The reality is that instead of just vacationing, I have tried to honor Olivia’s (13) social needs and soccer team requirements – she wants to be where there are friends for her to see and her routine is somewhat normal. I have tried to cater to Max (8) who just needs a routine and comfort. He wants to know what time we are eating, what time we are going here and there, who we will see, where we are sleeping. His spirit of adventure doesn’t run much beyond what I plan for him at this stage in his life. He loves to play and is social, but he just wants to know that EJ, Olivia and I are all where we are supposed to be.

We sent our dog to be with Grandma in Maine until we get to our destination. We aren’t traveling straight through and we want the dog to fly as direct as possible because of the heat. And, we just aren’t sure the climate of our future home is going to be suitable for a Border Collie, whereas at Grandma’s she is catered to – lengthy walks and golf ball fetching (Grandma chips them and Border Collie fetches.) and the weather in Maine is perfect for her. The mistake was sending the dog away so soon, it has been two weeks now. The kids miss her. I miss her. The dog has been a good friend and a soft and fluffy “pillow” with empathetic brown eyes to snuggle in to when you aren’t having your best day. When we arrived at our friends’ house and her chocolate lab greeted us, both the kids at separate times commented on how much they miss our dog or being near a dog.
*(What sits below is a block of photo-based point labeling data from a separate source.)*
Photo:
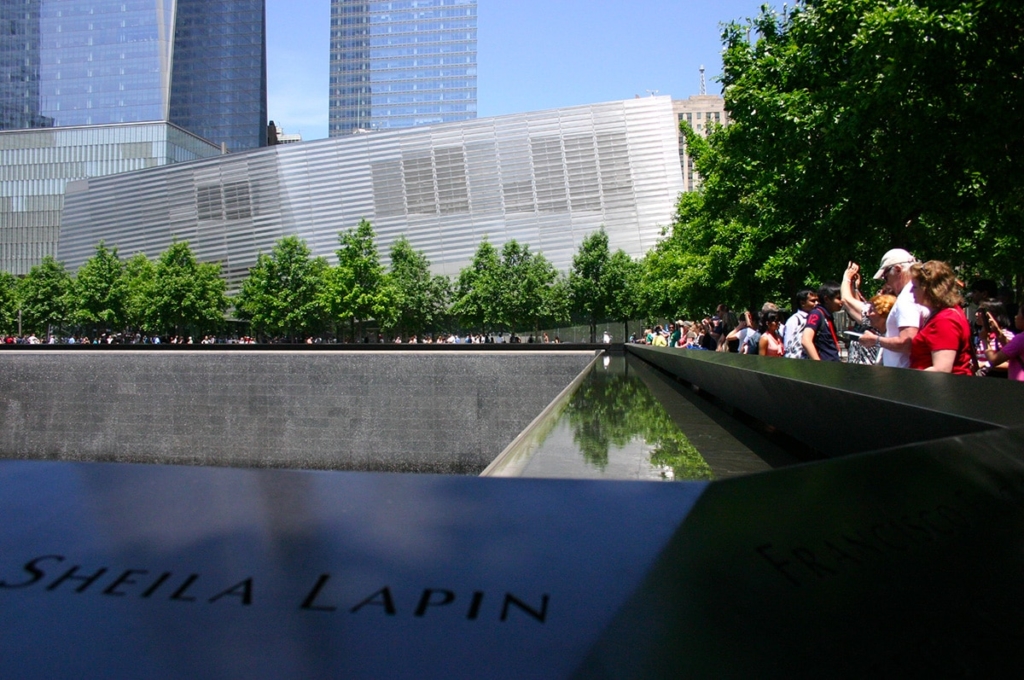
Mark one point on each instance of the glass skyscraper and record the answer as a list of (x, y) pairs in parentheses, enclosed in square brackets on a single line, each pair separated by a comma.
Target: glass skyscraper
[(198, 64), (401, 64)]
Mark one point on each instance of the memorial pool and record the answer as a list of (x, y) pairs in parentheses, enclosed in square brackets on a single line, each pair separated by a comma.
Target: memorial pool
[(624, 420)]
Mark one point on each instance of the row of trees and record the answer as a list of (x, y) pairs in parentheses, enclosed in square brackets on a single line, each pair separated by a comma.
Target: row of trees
[(856, 126), (173, 294), (289, 294)]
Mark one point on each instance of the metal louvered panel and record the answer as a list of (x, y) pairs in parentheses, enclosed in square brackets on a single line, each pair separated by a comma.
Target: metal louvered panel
[(546, 178)]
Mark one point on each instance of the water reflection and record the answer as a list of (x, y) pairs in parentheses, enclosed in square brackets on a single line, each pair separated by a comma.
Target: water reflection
[(611, 427)]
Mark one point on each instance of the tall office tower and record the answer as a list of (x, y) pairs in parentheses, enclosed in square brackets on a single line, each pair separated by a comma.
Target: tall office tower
[(72, 62), (218, 87), (397, 65)]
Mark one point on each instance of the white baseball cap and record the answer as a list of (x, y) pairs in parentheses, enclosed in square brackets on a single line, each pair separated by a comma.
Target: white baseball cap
[(894, 257)]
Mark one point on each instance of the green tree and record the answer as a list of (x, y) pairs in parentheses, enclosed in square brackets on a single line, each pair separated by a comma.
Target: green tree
[(522, 288), (856, 126), (476, 290), (8, 303), (139, 288), (284, 293), (421, 300), (47, 297), (621, 280), (100, 291), (591, 298), (187, 296), (357, 289)]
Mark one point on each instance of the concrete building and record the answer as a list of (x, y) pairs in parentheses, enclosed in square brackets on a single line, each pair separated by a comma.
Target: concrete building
[(396, 65), (111, 86), (36, 166), (546, 178), (699, 111), (200, 65)]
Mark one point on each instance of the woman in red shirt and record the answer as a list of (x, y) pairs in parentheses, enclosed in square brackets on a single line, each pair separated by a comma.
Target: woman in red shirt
[(943, 343)]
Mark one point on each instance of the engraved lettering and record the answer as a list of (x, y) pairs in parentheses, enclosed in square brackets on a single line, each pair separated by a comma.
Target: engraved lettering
[(157, 584), (512, 599), (71, 575), (381, 598), (36, 572), (811, 562), (179, 594), (311, 597), (779, 564), (474, 605), (125, 580), (427, 600), (242, 590)]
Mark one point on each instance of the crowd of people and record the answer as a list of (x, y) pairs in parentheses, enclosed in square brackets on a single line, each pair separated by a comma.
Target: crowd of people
[(922, 317)]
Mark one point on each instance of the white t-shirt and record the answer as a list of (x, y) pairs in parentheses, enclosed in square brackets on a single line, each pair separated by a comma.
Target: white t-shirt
[(790, 333), (905, 313)]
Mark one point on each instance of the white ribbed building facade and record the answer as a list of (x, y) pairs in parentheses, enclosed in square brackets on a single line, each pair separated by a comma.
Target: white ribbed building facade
[(547, 179)]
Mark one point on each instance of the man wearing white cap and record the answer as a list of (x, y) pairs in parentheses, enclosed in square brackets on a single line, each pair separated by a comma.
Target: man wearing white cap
[(906, 316)]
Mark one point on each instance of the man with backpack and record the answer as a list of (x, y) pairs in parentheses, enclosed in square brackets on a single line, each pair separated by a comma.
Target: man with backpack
[(794, 330)]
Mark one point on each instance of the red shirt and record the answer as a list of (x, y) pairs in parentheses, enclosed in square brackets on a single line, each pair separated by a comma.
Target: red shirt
[(946, 329)]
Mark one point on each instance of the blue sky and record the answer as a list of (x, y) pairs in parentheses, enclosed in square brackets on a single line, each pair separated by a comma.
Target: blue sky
[(531, 54)]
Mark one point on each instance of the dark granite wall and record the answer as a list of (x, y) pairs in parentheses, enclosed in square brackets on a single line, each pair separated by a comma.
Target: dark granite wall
[(433, 412)]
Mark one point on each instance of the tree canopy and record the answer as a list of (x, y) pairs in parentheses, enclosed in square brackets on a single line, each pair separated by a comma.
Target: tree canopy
[(46, 297), (100, 290), (856, 126), (283, 294), (186, 296)]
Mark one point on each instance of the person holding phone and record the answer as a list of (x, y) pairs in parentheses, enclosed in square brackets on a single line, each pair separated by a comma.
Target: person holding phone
[(943, 344), (1011, 352)]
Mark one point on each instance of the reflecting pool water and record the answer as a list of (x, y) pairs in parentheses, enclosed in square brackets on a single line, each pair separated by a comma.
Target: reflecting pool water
[(611, 426)]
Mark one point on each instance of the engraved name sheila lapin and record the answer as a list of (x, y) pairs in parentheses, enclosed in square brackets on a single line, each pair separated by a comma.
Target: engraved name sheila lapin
[(49, 571)]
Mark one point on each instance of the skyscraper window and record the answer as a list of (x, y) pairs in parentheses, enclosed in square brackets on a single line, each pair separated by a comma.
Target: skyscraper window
[(71, 62), (401, 64)]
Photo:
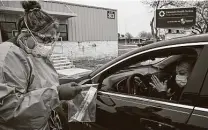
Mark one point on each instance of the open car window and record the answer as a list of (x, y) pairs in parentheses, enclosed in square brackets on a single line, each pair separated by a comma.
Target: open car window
[(162, 64)]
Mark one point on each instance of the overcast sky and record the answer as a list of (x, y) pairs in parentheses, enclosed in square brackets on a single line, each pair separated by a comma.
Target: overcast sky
[(133, 16)]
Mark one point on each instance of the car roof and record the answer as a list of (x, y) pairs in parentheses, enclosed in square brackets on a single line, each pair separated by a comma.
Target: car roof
[(188, 39)]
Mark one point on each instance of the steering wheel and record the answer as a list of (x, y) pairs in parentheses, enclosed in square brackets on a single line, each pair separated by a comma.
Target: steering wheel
[(137, 85)]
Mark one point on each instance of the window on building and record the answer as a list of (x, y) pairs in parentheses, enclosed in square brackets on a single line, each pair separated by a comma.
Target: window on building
[(63, 32), (6, 29), (177, 31)]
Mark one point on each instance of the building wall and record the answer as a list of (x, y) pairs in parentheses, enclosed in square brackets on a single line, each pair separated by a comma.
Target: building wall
[(91, 24), (91, 34), (88, 50)]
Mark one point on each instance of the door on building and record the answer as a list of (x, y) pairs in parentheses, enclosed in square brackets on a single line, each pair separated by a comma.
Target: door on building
[(6, 29)]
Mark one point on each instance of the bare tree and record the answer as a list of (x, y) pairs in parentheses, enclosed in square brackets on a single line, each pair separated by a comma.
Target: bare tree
[(201, 25), (128, 36), (146, 35)]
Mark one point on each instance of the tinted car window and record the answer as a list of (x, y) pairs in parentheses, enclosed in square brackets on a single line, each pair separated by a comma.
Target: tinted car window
[(136, 78)]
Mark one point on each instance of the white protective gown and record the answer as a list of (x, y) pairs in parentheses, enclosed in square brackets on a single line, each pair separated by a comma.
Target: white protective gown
[(28, 89)]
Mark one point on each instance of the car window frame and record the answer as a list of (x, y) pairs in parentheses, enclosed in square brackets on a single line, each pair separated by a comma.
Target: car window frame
[(199, 72), (203, 89), (155, 49)]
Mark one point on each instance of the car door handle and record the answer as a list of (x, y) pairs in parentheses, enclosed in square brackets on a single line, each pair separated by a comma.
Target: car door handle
[(155, 125)]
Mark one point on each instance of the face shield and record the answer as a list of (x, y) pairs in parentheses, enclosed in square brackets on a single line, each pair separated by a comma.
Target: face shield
[(44, 48)]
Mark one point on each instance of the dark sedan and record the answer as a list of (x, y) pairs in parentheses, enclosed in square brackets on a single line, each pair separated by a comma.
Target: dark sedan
[(125, 100)]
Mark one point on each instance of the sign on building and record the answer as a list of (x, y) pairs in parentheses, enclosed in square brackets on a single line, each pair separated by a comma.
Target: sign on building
[(175, 17), (110, 14)]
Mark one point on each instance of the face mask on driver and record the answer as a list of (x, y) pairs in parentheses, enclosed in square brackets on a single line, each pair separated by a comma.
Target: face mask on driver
[(41, 49), (181, 80)]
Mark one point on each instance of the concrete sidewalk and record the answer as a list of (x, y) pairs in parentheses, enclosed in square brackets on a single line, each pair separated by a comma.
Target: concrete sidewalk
[(73, 72)]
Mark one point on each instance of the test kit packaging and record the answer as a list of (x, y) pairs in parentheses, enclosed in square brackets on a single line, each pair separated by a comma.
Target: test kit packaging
[(83, 107)]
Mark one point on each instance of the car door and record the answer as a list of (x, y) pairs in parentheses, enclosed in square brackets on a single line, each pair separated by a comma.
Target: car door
[(199, 117), (126, 111)]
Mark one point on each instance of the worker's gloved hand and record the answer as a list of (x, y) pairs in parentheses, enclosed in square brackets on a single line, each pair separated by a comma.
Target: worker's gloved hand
[(68, 91)]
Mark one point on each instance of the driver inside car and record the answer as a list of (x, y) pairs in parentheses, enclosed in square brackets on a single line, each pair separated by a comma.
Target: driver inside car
[(172, 88)]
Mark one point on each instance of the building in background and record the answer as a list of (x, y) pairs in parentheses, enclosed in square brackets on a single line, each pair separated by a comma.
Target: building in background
[(86, 31)]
The last error (for now, at least) was not finding time for the four of us: me, EJ and the kids, to take a vacation or spend time together. EJ will be working right up until we leave and we are flying over separately – him going in one direction and the kids and I in another, and just meeting at the destination. It would have been really valuable time for us, if we had figured out a way to unwind and center ourselves together.

So, these are lessons that I am learning. Luckily they have just created a bit of discomfort and not pain. The next time we move, I am going to have to take a harder and more pragmatic look at what the needs of the family will be.

The good news is that we are getting the things on our to-do list checked off. The update from the last list is that we have our visas, we have our malaria prophylaxis and the kids have shoes other than flip-flops and cleats (seriously all that was in our luggage). We are making it to all of our appointments, having last minute hurrahs with friends and the kids keep getting the “what a fabulous opportunity and experience this move will be” party line reinforced, which is so powerful when it comes from other people. Tears are being shed, but it seems to be with less frequency.

I am cooking away at our friends house, which is really cathartic and I am so, so glad she opened up her kitchen to me. (The plus for her is that I am filling her freezer with food, too!) My family loves getting their favorite meals and baked treats and having a place where they can play with a dog, play outside and just relax.